While Tata Sons did not immediately respond to requests for comment on the settlement offer, a person close to the group said that the terms offered may not be entirely acceptable in the current form. “Management and the legal team is currently examining the settlement application. But this is vastly different from the initial stated intent of a complete separation from Tata group. This sort of arrangement would in fact give the Mistry family, which is the single largest shareholder in Tata Sons, more say in the listed companies by virtue of their shareholding,” said this person declining to be named. “ The most contentious issue in the Mistry offer is likely to be the proposed splitting of promoter stake in Tata Consultancy Services ( TCS), which is the most valuable company in the Tata stable and enduring source of capital for Tata Sons'' said a second person, a former Tata Sons official.
On 22 September, the Mistry family, which is fighting several court cases with Tata Group, said that a separation from the Tata Group is necessary due to the potential impact this continuing litigation could have on livelihoods and the economy.
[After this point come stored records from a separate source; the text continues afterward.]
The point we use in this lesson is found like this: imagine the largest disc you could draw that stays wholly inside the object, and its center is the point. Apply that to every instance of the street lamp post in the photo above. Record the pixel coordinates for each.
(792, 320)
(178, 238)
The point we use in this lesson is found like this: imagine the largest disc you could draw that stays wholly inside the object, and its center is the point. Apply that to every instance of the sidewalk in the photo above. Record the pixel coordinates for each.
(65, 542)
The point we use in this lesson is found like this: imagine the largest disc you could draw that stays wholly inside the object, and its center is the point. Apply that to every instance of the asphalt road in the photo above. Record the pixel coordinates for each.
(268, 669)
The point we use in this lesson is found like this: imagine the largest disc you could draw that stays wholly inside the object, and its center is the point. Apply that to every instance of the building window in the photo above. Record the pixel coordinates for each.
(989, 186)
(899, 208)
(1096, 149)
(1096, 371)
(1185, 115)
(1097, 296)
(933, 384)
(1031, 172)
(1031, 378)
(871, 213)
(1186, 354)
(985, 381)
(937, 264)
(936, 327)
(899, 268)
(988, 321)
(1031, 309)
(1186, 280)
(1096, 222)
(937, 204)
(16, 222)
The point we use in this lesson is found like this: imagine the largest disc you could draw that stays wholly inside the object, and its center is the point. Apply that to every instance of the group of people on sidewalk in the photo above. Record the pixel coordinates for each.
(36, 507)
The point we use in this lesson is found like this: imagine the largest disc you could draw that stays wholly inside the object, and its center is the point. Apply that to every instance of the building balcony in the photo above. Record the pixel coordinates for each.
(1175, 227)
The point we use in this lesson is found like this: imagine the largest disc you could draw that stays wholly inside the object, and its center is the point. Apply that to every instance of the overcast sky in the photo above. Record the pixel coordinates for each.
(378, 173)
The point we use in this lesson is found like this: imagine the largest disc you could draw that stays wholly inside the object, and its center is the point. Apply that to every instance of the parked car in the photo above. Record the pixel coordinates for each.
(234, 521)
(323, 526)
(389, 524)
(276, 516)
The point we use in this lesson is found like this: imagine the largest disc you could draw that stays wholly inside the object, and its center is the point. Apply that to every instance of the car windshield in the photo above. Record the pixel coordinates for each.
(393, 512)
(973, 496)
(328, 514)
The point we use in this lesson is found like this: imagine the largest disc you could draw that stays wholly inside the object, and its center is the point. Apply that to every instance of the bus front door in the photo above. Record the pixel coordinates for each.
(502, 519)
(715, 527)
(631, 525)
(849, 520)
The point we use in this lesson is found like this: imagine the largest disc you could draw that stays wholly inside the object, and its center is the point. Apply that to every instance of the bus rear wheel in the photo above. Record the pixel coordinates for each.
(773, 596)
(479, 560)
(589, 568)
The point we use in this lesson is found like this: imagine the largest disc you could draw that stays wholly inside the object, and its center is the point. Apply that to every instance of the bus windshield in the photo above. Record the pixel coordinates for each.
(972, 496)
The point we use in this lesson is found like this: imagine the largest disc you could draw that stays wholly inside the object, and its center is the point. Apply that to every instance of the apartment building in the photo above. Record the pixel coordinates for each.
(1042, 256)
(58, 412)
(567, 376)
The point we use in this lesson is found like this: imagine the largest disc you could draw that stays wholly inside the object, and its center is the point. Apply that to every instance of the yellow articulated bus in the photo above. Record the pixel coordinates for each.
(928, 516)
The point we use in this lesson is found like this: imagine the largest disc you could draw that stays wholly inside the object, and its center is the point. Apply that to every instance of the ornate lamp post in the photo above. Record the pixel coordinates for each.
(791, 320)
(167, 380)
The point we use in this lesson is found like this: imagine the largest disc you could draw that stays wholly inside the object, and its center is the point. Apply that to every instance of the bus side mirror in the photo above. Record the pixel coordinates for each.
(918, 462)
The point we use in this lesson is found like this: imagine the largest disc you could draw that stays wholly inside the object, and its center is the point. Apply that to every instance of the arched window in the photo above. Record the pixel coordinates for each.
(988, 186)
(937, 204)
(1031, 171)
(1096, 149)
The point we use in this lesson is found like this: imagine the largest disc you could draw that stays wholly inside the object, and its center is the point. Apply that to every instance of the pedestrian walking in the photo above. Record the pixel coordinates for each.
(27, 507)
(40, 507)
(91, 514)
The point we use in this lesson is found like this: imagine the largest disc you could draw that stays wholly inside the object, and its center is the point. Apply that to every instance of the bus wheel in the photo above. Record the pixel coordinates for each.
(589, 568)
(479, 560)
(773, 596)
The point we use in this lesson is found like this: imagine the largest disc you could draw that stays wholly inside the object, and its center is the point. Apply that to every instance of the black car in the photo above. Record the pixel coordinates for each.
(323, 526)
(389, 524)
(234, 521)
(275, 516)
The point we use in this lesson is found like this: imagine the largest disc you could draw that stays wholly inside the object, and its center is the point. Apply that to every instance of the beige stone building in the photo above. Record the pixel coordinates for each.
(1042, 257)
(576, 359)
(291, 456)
For this, the family said that it was crucial that an early resolution be reached to arrive at a fair and equitable solution reflecting the value of the underlying tangible and intangible assets. The statement followed a long, protracted legal battle between the two groups, which started in December 2016, after Cyrus Mistry was removed from the post of chairman of Tata Sons in October of that year. In December 2019, the National Company Law Appellate Tribunal (NCLAT) ruled in the favour of Mistry firms. The final straw came on 5 September, Tatas objected to SP group’s move to pledge its Tata Sons stake with lenders to meet its debt obligations. According to analysts a complete buyout of Mistry family’s stake would require Tata Sons to make an upfront cash payment to the tune of ₹1,75,000, which in turn adds a significant debt burden on Tata group which continues to headwinds in several of its businesses. "While the SP group’s structure reduces the cash burden for Tata Sons, swapping the shares with those of the listed companies only reverses what Tata Sons has been trying to accomplish over the past 24 months – to shore up equity and reduce cross-holdings in the operating subsidiaries. But having decided to part ways, it is up to both groups to work together to carve out a sensible exit in the interest of all stakeholders," said Hetal Dalal, COO, institutional investor advisory services.